EDITOR’S NOTE: Robert Houk’s column will return next week.
I had the opportunity to attend each of the Tennessee Advisory Commission on Intergovermental Relations hearings on the many annexation bills last year. These were some of the very best discussions I have experienced.
The members of TACIR were not all in agreement or the end result clear, but they openly and honestly discussed the issues. And I fully support TACIR’s request of additional time to look at the issues of annexation and growth policy in Tennessee.
It is also important to note the issue being considered by the General Assembly is more than annexation. Current law is called the Growth Policy Act of 1998. It creates a “comprehensive growth policy for the state” and will expire in 2018. Annexation is a part of that bill, but only one part.
In an article in the Johnson City Press covering a City Commission meeting Feb. 22, Press Staff Writer Gary Gray quotes City Manager Pete Peterson saying, “We need to provide more incentives for developers closer to the city’s core, which will help us keep the cost of services down, such as water and sewer” and “In light of legislation regarding annexation that could greatly affect us, we’re actually talking de-annexation — about limiting urban sprawl and how that can benefit the city.” Those statements could not be closer to the original intent of the Growth Policy Act of 1998 and can lower taxes.
Also quoted is Commissioner Jeff Banyas, saying “If it happens (where) we’re not allowed to annex, we should sue the state, because we’ve poured millions of dollars into infrastructure.”
Who is preventing the city from annexing? The bill, sponsored by state Rep. Micah Van Huss, R-Jonesborough, which passed doesn’t prevent annexation. It only requires private landowners to be allowed to vote on whether they wish to have their property annexed. I also question the cost of infrastructure. The water system here is owned by Johnson City and the sewer system was purchased from the old County Utility System many years ago. If you have these services outside the city, you are charged twice the amount charged to city residents. I doubt Johnson City is losing money providing these services. Further, I doubt anyone really thinks just because they purchase a service from the city they should be annexed. During the Suncrest Annexation, the city took credit for repaving Suncrest Drive, but when mentioned it is a state road and federal stimulus money provided funds for the repaving, it admitted being reimbursed on the projects.
Another point often made is “requiring a referendum will kill growth in our area.” Personally, I feel our area will still be attractive to businesses, given our climate, recreational attributes, tax advantages, and most importantly, the people who live, work and buy here. But from an analysis standpoint, TACIR provided a draft report in October titled “Municipal Boundary Changes and Growth Planning in Tennessee,” which discounts any such statement on slowing growth. On page 37, under “Fiscal Impact of Annexation,” it goes to great lengths to compare various measurements of growth in all 50 states. After a thorough review, one is hard-pressed to point to any method of annexation as increasing or decreasing growth.

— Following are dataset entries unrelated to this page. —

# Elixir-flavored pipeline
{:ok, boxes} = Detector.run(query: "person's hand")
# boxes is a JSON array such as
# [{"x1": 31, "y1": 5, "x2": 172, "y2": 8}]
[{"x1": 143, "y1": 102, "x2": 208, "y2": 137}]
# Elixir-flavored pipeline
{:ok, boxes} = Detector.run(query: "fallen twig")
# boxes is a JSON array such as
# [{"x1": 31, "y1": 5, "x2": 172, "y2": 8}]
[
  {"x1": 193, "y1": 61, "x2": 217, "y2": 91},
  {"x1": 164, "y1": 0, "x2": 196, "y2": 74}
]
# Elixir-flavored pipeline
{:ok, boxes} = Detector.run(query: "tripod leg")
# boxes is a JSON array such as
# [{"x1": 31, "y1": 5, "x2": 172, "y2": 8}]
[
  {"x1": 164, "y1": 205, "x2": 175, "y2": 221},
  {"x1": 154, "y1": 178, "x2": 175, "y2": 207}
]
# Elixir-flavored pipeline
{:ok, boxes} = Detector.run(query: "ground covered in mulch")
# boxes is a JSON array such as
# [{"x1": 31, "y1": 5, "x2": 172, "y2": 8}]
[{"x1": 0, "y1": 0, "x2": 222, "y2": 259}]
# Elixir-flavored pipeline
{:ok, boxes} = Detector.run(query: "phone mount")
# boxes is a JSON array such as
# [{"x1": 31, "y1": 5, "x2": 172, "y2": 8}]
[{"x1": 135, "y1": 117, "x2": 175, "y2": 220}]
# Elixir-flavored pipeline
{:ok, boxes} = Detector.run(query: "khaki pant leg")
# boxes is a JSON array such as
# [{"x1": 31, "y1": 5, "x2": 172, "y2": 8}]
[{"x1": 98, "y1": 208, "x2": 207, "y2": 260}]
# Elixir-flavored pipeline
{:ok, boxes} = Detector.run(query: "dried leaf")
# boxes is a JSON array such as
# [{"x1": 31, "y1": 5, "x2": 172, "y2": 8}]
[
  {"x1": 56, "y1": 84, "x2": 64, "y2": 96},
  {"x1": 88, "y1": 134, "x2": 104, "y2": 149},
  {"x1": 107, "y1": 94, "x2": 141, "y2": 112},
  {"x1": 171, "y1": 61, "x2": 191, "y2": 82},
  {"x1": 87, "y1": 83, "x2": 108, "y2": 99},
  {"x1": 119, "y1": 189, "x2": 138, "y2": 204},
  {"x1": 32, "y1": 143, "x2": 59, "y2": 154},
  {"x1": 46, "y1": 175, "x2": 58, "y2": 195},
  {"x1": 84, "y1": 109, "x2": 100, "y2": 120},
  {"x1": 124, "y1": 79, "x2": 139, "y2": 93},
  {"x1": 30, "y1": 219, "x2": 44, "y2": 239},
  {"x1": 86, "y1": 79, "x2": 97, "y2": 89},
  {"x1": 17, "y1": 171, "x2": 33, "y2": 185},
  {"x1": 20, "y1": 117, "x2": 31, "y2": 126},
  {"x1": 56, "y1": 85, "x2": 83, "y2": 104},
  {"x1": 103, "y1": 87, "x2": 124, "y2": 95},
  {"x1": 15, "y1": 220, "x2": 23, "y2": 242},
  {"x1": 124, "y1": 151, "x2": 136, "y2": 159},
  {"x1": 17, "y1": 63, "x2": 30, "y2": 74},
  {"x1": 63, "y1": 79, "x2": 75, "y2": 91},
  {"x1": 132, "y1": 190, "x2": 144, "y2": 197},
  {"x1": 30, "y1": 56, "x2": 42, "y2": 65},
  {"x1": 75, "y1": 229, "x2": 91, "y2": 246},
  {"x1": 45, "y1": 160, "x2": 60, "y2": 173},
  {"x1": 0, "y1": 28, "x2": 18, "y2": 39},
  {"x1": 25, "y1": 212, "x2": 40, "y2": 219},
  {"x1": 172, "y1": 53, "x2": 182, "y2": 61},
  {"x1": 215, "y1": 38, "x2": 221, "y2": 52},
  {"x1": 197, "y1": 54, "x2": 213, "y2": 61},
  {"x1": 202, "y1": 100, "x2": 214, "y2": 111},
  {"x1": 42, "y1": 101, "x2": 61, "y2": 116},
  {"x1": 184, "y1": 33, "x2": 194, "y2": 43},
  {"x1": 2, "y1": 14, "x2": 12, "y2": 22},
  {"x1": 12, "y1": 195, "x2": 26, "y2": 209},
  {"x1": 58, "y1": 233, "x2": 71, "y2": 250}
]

It is often said Nashville should not adopt a “one-size-fits-all” solution to annexation and all annexation issues should be resolved locally. This is just naïve in a representative democracy. If that were to work, we would not need a constitution; we could always depend on local officials to make the right decision, and 95 different approaches to annexation and growth would have jobs going just about anywhere — except Tennessee. These proposed changes no more prevent cities from growing than driving on the right side of the road or stopping at a stop sign prevents one from getting to their destination. The law just gets us there in ways that protect us and our neighbors.
The last item I wish to comment on is the Press editorial of March 2. It indicates requiring the referendum will cause city taxes to increase and annexing additional territory is the only way the city can support itself. The underlying message is the only way to keep your city taxes low is to double mine through annexation. I doubt city residents are really comfortable with this and it is certainly contrary to reasonable analysis. Growth isn’t simply annexing more land at a higher and higher cost to providing services. Growth policy is about good planning and making the city attractive to both business and residents. Going back to Feb. 22, the city manager is talking about making things more attractive to developers and keeping the cost of services down. That’s forward thinking, good growth planning and a much better approach than the high cost of “consumption” of land until there is no more.
I have been willing to discuss approaches other than a referendum. However, given the recently stated position of the City Commission, I am now convinced a referendum allowing landowners to vote their desires is the only way we will ever be respected.
The only improvement would be to exempt agricultural land from forced annexation. Simply, I want changes to the 1101 Act that recognizes I have property rights and give me the ability to know where the city is developing. That helps me make good decisions about my property. My neighbors and I are not against Johnson City or planned growth. I’ve seen my community grow for 60 years so growth in the future is not unexpected. We only expect these issues to be resolved with respect from both sides.
Danny Sells is a resident of Gray and a member of Citizens to Maintain Gray.